En effet, décortiquant depuis vingt ans, les Archives entrouvertes de Moscou, suite à l'effondrement de l'U.R.S.S. en 1991, Nicolas Werth ressentit le besoin, voire l'impérieuse nécessité, pour « matérialiser » les tragiques faits historiques en côtoyant les rescapés et les lieux, de se rendre où ont été perpétrés une partie des monstrueux Crimes contre l'Humanité Soviétiques. Sa fille et l'auteur ont donc parcouru les lieux : des camps de concentration et de travaux forcés du Goulag Stalinien, des charniers exhumés des victimes fusillées, recueilli les derniers témoignages des quelques survivants désormais âgés, et des rares musées, afin de rendre hommage à toutes ces victimes oubliées de la répression Soviétique aveugle et impitoyable, et de pouvoir ainsi perpétuer la Mémoire des victimes du régime Totalitaire Communiste.
D'autant plus que le temps presse, car les vestiges ont presque tous disparu et les rescapés sont de moins en moins nombreux…

Pour se rendre dans la région de la Kolyma, ils passèrent évidemment par sa zone de transit, sa « capitale » : Magadan. Afin de se rendre compte de l'horreur des déportations, Nicolas Werth précise que le voyage de 8 000 kilomètres qu'ils firent en avion entre Moscou et Magadan, dura neuf heures ; alors que les zeks (prisonniers), eux, le faisaient entassés dans des wagons à bestiaux dans des conditions dégradantes et déshumanisantes durant trois, voire quatre mois !
Mais ce n'était pas tout, car entre Vladivostok et Magadan, cette terrible déportation se poursuivait interminablement à fond de cale de cargos, dans des conditions d'hygiène aussi épouvantables que dans les wagons à bestiaux des convois de déportés.
Tragiquement, nombreux étaient ceux et celles qui mourraient de faim, de soif, de froid, de maladie… durant ces effroyables déportations.

Ivan Panikarov, un « spécialiste » de la Kolyma dresse alors l'effroyable bilan humain de la Kolyma, à Nicolas Werth (page 102) :
« Je l'interroge sur le nombre de détenus débarqués à la Kolyma entre 1932 et 1955. En se fondant sur un certain nombre de travaux d'historiens ayant travaillé dans les archives du NKVD de Magadan, il estime ce nombre à environ un million.
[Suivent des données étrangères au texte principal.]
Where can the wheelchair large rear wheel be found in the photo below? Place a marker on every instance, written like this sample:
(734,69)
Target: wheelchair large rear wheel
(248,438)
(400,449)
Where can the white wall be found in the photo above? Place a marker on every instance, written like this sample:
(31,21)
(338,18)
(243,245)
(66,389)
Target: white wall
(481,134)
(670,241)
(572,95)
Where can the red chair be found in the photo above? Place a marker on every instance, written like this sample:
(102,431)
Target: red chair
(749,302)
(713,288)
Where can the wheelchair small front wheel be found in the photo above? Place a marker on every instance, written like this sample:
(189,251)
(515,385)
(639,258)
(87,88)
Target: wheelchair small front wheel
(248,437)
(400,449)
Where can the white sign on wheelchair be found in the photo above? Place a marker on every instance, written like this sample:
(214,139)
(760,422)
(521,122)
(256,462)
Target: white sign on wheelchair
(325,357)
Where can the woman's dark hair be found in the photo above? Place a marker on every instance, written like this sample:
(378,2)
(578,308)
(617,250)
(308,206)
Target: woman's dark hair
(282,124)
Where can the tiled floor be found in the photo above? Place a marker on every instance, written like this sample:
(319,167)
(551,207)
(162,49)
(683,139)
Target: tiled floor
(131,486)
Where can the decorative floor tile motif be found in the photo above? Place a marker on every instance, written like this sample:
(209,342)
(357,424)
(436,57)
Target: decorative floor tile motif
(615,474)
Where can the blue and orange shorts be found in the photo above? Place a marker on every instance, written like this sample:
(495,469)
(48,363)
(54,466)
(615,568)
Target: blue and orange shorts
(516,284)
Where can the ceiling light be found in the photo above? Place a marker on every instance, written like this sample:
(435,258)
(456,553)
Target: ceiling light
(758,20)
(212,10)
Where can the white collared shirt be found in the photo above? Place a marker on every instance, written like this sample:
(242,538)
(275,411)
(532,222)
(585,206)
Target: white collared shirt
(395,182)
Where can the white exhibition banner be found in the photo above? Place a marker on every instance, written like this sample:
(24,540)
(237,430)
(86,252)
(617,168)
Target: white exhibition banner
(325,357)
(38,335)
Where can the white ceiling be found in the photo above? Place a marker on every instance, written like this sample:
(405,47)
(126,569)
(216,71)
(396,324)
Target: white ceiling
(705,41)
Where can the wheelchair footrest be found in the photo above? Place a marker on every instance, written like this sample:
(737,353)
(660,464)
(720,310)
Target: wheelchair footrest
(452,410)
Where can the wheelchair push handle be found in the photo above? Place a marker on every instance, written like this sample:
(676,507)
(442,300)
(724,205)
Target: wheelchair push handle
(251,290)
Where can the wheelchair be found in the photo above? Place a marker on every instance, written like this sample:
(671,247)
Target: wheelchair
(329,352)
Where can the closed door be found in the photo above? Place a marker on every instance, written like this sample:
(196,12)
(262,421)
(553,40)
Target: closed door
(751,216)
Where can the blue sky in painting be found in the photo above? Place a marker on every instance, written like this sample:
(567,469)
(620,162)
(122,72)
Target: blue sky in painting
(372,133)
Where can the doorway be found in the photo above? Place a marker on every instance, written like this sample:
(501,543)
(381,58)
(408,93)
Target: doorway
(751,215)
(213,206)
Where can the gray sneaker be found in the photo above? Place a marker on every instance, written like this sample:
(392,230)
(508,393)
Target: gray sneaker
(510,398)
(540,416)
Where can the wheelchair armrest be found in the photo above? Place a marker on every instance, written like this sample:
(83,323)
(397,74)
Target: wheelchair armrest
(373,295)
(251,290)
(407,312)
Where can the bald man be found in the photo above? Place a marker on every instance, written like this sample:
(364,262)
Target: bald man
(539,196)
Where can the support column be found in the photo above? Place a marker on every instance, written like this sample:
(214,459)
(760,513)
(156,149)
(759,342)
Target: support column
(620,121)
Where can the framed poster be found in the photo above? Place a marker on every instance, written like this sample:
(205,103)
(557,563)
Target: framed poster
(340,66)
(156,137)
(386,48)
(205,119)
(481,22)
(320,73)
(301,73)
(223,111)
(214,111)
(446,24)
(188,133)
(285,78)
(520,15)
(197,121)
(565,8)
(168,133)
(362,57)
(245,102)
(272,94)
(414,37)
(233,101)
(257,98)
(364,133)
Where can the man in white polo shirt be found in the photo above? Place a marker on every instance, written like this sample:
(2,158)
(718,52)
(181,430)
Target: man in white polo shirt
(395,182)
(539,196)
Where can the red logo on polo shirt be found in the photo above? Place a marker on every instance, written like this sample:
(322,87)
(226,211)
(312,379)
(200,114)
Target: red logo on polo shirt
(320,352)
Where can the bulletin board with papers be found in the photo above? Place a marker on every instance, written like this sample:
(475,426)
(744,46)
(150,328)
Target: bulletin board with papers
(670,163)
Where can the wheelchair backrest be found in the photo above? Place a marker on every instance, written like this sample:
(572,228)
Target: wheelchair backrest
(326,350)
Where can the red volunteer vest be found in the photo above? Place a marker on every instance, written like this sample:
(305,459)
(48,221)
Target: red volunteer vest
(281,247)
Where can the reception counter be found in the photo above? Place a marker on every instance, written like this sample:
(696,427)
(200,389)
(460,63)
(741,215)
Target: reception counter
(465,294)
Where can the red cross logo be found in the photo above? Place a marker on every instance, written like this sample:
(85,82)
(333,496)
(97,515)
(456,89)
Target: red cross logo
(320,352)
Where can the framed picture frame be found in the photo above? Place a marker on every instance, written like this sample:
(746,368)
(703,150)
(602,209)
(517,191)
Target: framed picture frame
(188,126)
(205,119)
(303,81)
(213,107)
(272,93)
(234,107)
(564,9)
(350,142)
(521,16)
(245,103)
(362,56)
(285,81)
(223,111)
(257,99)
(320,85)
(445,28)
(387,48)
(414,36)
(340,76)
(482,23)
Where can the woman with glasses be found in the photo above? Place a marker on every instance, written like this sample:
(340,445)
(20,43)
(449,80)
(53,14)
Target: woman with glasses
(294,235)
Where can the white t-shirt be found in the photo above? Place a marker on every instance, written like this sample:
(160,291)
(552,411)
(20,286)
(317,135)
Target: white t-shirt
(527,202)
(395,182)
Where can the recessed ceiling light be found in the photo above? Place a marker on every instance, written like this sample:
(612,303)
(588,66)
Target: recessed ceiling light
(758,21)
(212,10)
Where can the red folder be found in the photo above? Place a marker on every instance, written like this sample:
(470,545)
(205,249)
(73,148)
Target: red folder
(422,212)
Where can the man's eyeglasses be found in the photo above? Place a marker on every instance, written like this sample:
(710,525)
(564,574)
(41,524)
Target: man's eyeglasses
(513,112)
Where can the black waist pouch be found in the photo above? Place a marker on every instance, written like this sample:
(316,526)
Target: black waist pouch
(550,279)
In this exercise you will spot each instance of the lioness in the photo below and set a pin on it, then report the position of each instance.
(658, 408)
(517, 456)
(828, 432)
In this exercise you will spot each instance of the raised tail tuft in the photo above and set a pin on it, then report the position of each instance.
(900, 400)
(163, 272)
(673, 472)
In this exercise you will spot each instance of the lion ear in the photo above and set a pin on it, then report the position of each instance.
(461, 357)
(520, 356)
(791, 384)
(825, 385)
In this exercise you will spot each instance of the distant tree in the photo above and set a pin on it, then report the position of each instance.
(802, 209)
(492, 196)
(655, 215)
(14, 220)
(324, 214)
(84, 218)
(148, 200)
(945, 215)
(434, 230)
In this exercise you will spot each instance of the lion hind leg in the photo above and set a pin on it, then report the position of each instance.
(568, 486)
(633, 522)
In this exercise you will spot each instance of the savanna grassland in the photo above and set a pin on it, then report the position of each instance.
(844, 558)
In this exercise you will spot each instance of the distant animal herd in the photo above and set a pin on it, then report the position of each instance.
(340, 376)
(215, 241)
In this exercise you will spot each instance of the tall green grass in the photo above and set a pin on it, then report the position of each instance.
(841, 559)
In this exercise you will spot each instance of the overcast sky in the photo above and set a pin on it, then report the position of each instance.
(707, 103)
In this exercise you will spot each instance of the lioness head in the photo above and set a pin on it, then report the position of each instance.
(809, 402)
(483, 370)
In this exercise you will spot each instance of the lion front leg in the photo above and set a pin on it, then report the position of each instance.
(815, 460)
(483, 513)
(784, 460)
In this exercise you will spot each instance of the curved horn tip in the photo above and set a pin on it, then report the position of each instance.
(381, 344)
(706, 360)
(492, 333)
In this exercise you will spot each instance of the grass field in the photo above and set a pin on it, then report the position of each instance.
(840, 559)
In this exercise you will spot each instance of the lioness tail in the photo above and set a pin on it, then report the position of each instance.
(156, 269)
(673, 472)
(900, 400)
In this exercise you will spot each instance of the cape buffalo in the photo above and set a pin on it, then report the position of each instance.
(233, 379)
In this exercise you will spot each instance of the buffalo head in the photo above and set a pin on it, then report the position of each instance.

Sur ce nombre, environ 150 000 seraient morts de froid, de faim, d'épuisement, de maladie ; 12 000 environ auraient été condamnés à mort et fusillés, l'immense majorité d'entre eux au cours de la Grande Terreur de 1937-1938. (…) En ce qui concerne la mortalité, elles indiquent, pour les camps de la Kolyma, un taux de 50 % supérieur à la moyenne des camps du Goulag durant l'ensemble de la période. »
Nicolas Werth et sa fille furent guidés dans leur périple par les responsables de l'association Memorial de Moscou, comme Irina Flige et Alexandre Daniel. Ces derniers mènent un travail de Mémoire formidable mais traumatisant en recherchant méticuleusement et sans relâche : les corps des victimes exécutées en exhumant les fosses communes et les charniers ; ainsi que les rescapés afin de recueillir leurs essentiels témoignages. Au total, il y eut 20 000 000 de déportés dans les camps de concentration du Goulag entre le début des années 1930 et le milieu des années 1950, soit 1 adulte sur 6 ; et 2 millions y périrent (confer Anne Applebaum : « Goulag : une Histoire »).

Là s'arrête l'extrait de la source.